Airlifting was commenced with the aim of removing sediment from the remains of the port (?) side between planksheer and keelson to permit preparation of a photomosaic. Airlifting operations revealed extensive buried coherent structure beyond the eastern limit (the stern?) of the keelson. Although a working site plan had been commenced using the keelson as datum, it was realized that it would be necessary to extend the baseline to encompass parts of the site previously not apparent.
Comparison of scantling dimensions from on-site measurement with Lloyd's rules appropriate to the period show the remains to be not inconsistent with a 194 ton brig sturdily built to those rules.

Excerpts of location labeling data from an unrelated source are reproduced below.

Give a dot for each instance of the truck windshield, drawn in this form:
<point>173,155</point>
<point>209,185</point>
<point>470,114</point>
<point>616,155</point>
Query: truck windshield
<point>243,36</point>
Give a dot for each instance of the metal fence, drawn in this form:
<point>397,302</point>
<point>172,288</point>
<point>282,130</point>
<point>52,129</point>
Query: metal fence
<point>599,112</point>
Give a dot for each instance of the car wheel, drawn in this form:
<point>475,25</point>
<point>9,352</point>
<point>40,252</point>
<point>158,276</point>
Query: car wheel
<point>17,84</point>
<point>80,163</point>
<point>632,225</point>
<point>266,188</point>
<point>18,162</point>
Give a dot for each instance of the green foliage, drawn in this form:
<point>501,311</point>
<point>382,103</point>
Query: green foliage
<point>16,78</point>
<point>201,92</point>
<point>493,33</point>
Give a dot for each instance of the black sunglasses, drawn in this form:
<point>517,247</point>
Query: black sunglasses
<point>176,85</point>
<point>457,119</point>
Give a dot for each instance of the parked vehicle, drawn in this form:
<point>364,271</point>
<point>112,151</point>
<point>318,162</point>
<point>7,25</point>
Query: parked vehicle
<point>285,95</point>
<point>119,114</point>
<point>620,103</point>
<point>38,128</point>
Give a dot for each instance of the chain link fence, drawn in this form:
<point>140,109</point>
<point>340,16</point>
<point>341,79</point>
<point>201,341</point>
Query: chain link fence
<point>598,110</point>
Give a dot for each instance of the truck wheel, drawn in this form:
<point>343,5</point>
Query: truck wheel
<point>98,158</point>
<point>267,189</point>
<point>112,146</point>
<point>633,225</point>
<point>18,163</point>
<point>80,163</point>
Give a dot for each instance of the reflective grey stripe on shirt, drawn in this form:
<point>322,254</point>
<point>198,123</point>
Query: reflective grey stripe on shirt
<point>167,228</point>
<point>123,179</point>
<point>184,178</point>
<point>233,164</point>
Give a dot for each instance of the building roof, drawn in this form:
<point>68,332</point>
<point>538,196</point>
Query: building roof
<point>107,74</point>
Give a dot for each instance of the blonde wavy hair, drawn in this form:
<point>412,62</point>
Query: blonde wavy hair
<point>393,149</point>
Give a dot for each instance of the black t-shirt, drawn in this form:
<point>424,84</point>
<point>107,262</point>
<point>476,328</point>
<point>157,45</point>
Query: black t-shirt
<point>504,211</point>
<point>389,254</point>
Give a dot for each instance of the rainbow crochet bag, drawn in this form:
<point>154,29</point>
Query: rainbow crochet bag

Limited timber speciation has identified red oak and teak in principal structural timbers which, again, is not inconsistent with the seven year Al classification, subsequently continued, of the Mountain Maid. The presence of iron knees and copper fastenings indicates a vessel of European origin. Sheathing metal, apparently copper, has been found on the site in large quantities, in conjunction with a fibrous mat underlay. Lloyd's register records that the Mountain Maid was sheathed with yellow metal over felt. Receipt of a copy of the Lloyd' s Survey Report on the Mountain Maid at building, obtained from the National Maritime Museum, Greenwich has enabled a reasonably conclusive identification to be made. One of the rudder gudgeons raised from the site, MM-3-31-2-1 (illustrated) accords with the dimensions for lower pintle diameter (2 1/2 inch) given in the survey report. This latter document mentions the presence of iron staple knees. Scantling dimensions and extensive use of oak for construction are also in accordance with site observations.
We were most fortunate in gaining access to early records of the Port Phillip Sea Pilot Service and located references to the Mountain Maid accident in minute and letter books of that organisation. We also located the original transcripts of evidence taken at an inquiry into the accident and conduct of the pilot held by the Pilot Board. These sources have made available much information in relation to the career of Senior Pilot Francis Paterson and, of course, the circumstances of the collision and sinking.
The information gained will permit useful insights into the workings of the Pilot Service at that time.